Click here to continue with the rest of this overview.

Withdraw Ira Penalty

withdraw ira penalty
Question: at what age can i withdraw money from the IRA without penalty fee?

Answer: 59.5 but there are exceptions like substantially equal payments until you are 59.5 or 5 years which ever is longest.

Celtic vs rangers Mcgeady’s penalty


Withdraw Ira For Education

withdraw ira for education
Question: INVESTING AND RETIREMENT QUESTION! 10 pts! :) ?

The deductibility of contributions to a traditional IRA can be limited by:

a. age or adjusted gross income (AGI).
b. whether or not a person has earned income.
c. whether or not a spouse is covered by a retirement plan
at work.
d.

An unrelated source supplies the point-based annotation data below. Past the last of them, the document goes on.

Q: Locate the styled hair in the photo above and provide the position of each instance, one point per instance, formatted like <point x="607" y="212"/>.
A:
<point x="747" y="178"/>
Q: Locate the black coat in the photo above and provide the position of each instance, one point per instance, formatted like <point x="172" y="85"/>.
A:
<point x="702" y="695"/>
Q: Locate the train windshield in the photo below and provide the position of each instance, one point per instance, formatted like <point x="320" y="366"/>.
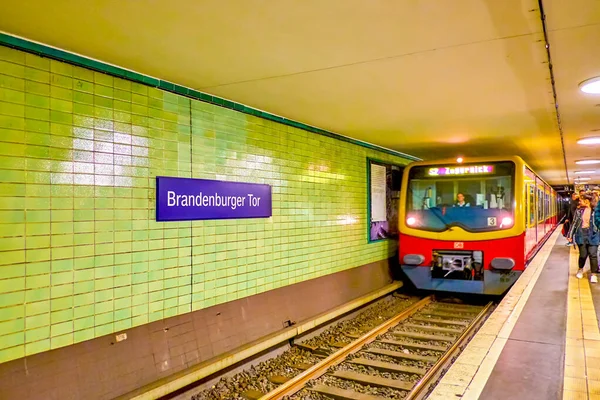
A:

All of the above factors can limit the deductibility of
contributions to a traditional IRA.

If a contribution to a traditional IRA is not deductible:

a. there is no point in making the contribution because it will
not save any tax.
b. the contribution must be used for higher education expenses
if it is withdrawn before age 591h.
c. the income from the contribution will be compounded tax
deferred until the money is withdrawn.
d. it should be converted immediately to a Roth IRA.